Pierre-Carl made also a key point about the ongoing-push for counter regulation –with the New York Times suing Microsoft and OpenAI for infringement of the publisher’s copyrights. This will lead AI companies to sign licensing deals with rightsholders. There are first examples of such deals: between Reddit and Google, or Le Monde and OpenAI. A licensed approach to model training creates one more risk of gatekeeping, as only the largest companies will be able to afford the licensing costs. Launched a bit over a month ago, Common Corpus is an attempt to address these challenges by presenting a new way of contributing to the development of AI as Commons.

As the largest training data set for language models based on open content to date, Common Corpus is built with open data, including administrative data as well as cultural and open-science resources – like CC-licensed YouTube videos, 21 million digitized newspapers, and millions of books, among others.

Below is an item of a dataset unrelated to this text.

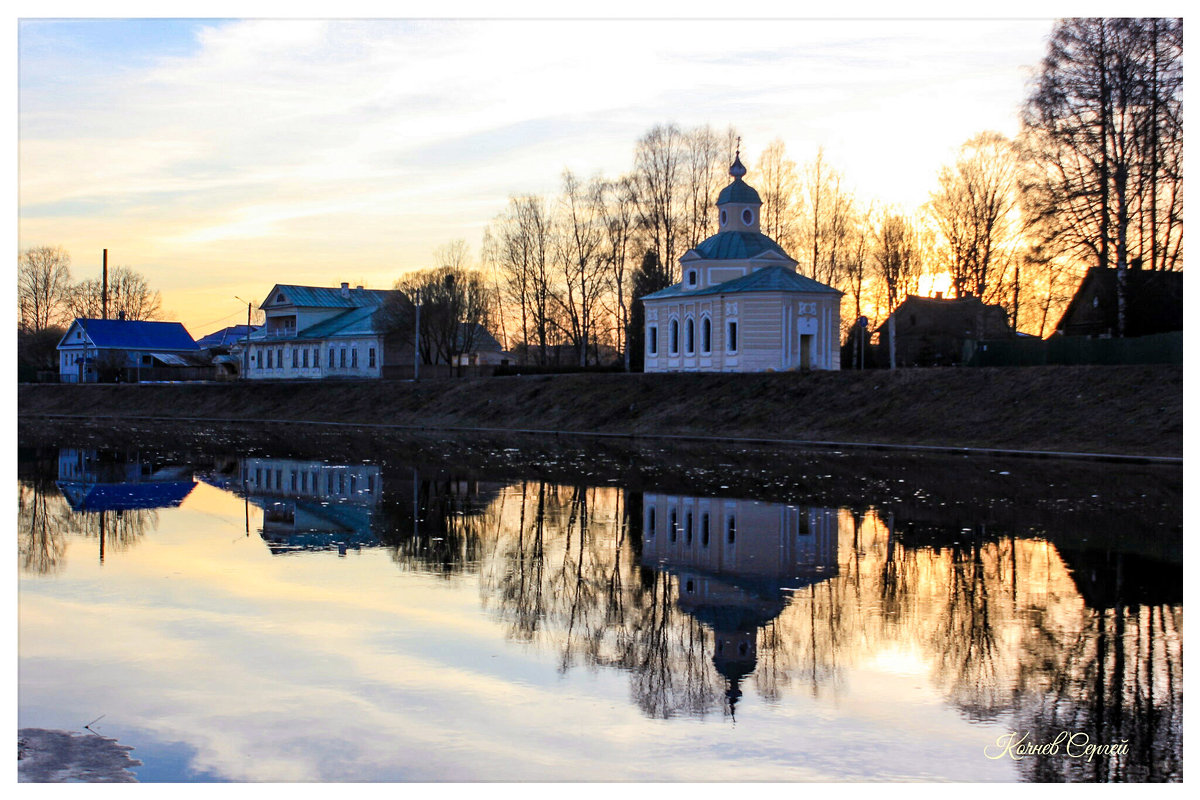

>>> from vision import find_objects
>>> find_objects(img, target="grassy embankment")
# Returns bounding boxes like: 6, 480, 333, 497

With 180 billion words, it is currently the largest English-speaking data set, but it is also multilingual and leads in terms of open data sets in French (110 billion words), German (30 billion words), Spanish, Dutch, and Italian. Developing Common Corpus was an international effort involving a spectrum of stakeholders from the French Ministry of Culture to digital heritage researchers and open science LLM community, including companies such as HuggingFace, Occiglot, Eleuther, and Nomic AI. The collaborative effort behind building the data set reflects a vision of fostering a culture of openness and accessibility in AI research. Releasing Common Corpus is an attempt at democratizing access to large, quality data sets, which can be used for LLM training. Common Corpus aims to become a key component of a wider pretraining Commons ecosystem such as the “licensed” Pile currently prepared by Eleuther.

During the call, Pierre-Carl spoke about measuring the quality of AI systems not just by building ethically sourced, culturally diverse data corpuses but also about the practice of fine-tuning: adjusting a pre-trained language model to a specific task or domain. Fine-tuning is an important element of a vision for AI as commons, as it allows general, pre-trained models to be adjusted by communities for their own needs.

One example here could be the work of crowdsourced annotation carried on with Argillia in the Hugging Face Spaces, another the creation of Albert – a conversational agent that uses official French data sources to answer administrative questions (currently in beta) fine-tuned with the help of French public workers. Both of these practices could serve as a blueprint for creating more community-focused AI solutions. Fine-tuning also allows LLMs to be adapted to other languages, a method that is particularly promising for smaller languages. Pleias is conducting work to build such models in Ukraine and Senegal.

In essence, the Common Corpus embodies a fundamental aspiration: to democratize LLM innovation by supporting strong Data Commons and ensuring a more equitable and diverse future for models’ training and deployment so that AI technologies could function as Commons. Both the what goes into training the model and the how – the process of fine-tuning – seem to be almost political decisions at this point, said Langlais:

It is all about what ideology and culture we are going to reproduce with the help of this new cultural technology.